The student is responsible for learning the material in the lectures. Attendance will not be taken and does not affect the final grade. Students must be present at quizzes to receive a score. If you are going to miss a lecture for a legitimate reason, let the instructor know (preferably ahead of time), and the instructor will help you catch up to speed.

This course abides by the Penn State Class Attendance Policy 42-27 at http://senate.psu.edu/policies/42-00.html#42-27, Attendance Policy E-11: http://www.psu.edu/oue/aappm/E-11.html, and Conflict Exam Policy 44-35: http://www.psu.edu/ufs/policies/44-00.html#44-35. Please also see Illness Verification Policy: http://studentaffairs.psu.edu/health/welcome/illnessVerification/, and Religious Observance Policy: http://www.psu.edu/oue/aappm/R-4.html. Students who miss class for legitimate reasons will be given a reasonable opportunity to make up missed work, including exams and quizzes.  Students are not required to secure the signature of medical personnel in the case of illness or injury and should use their best judgment on whether they are well enough to attend class or not; the University Health Center will not provide medical verification for minor illnesses or injuries. Other legitimate reasons for missing class include religious observance, family emergencies, and regularly scheduled university-approved curricular or extracurricular activities.  Students who encounter serious family, health, or personal situations that result in extended absences should contact the Office of Student and Family Services for help: http://studentaffairs.psu.edu/familyservices/.  Whenever possible, students participating in University-approved activities should submit to the instructor a Class Absence Form available from the Registrar's Office: http://www.registrar.psu.edu/student_forms/, at least one week prior to the activity.

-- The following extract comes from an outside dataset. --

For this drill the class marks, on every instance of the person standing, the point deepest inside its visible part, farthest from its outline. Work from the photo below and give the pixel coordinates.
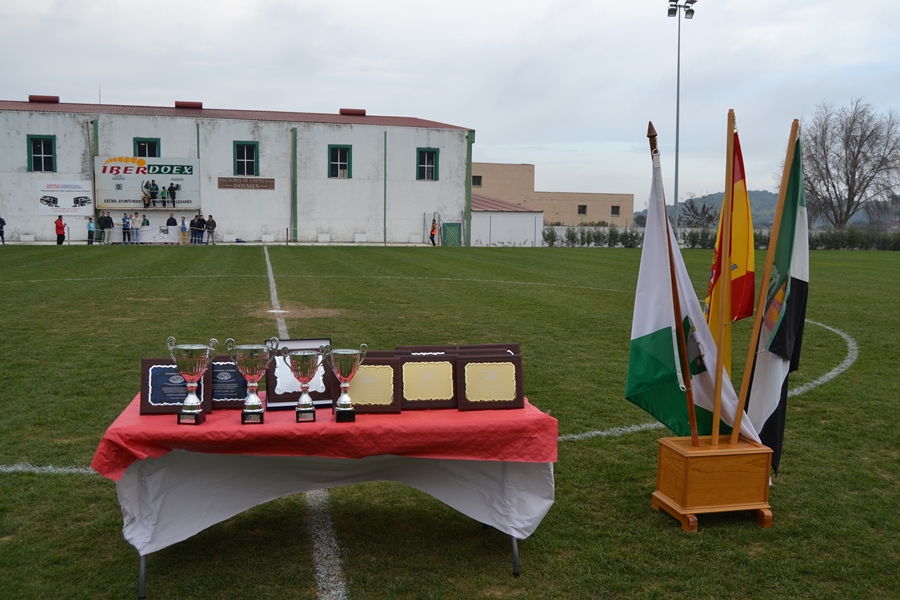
(60, 231)
(136, 229)
(126, 229)
(211, 231)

Accommodations for Students with Disabilities

If the course format fails to provide for your needs due to a disability, please talk to the course instructor. The instructor will make every effort to accommodate you.

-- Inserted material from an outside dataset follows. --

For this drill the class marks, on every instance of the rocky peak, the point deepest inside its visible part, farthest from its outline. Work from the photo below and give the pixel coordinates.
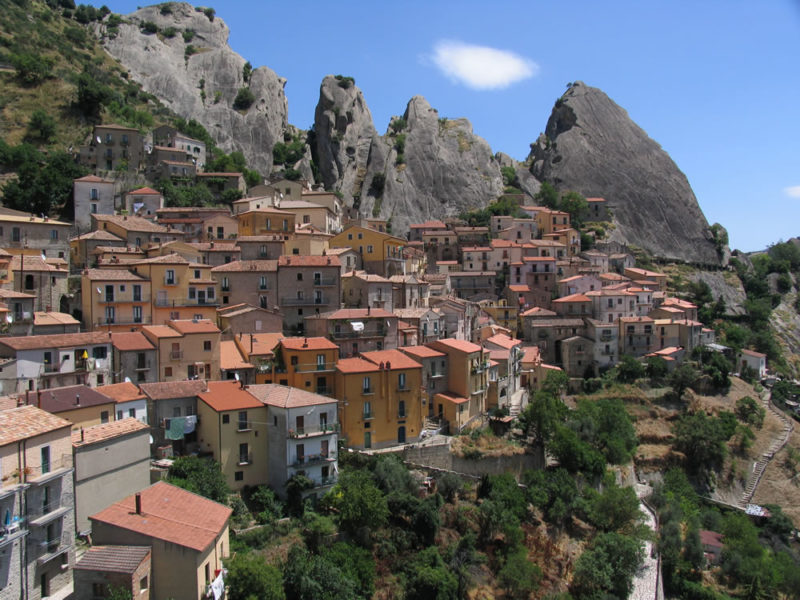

Penn State welcomes students with disabilities into the University's educational programs. Every Penn State campus has an office for students with disabilities. The Office for Disability Services (ODS) at http://equity.psu.edu/ods/dcl provides contact information for every Penn State campus: (http://equity.psu.edu/ods/dcl). For further information, please visit the Office for Disability Services website (http://equity.psu.edu/ods).

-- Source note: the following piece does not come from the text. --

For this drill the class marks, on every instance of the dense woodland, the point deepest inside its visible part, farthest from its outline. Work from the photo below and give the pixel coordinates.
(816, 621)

In order to receive consideration for reasonable accommodations, you must contact the appropriate disability services office at the campus where you are officially enrolled, participate in an intake interview, and provide documentation based on the documentation guidelines (http://equity.psu.edu/ods/guidelines). If the documentation supports your request for reasonable accommodations, your campus’s disability services office will provide you with an accommodation letter. Please share this letter with your instructors and discuss the accommodations with them as early in your courses as possible. You must follow this process for every semester that you request accommodations.

Weather Delays

Campus emergencies, including weather delays, are announced on Penn State News: http:/news.psu.edu/ and communicated to cellphones, email, the Penn State Facebook page, and Twitter via PSUAlert (Sign up at: https://psualert.psu.edu/psualert/).

Disclaimer Statement

Please note that the specifics of this Course Syllabus can be changed at any time, and you will be responsible for abiding by any such changes. Changes will be posted to Angel.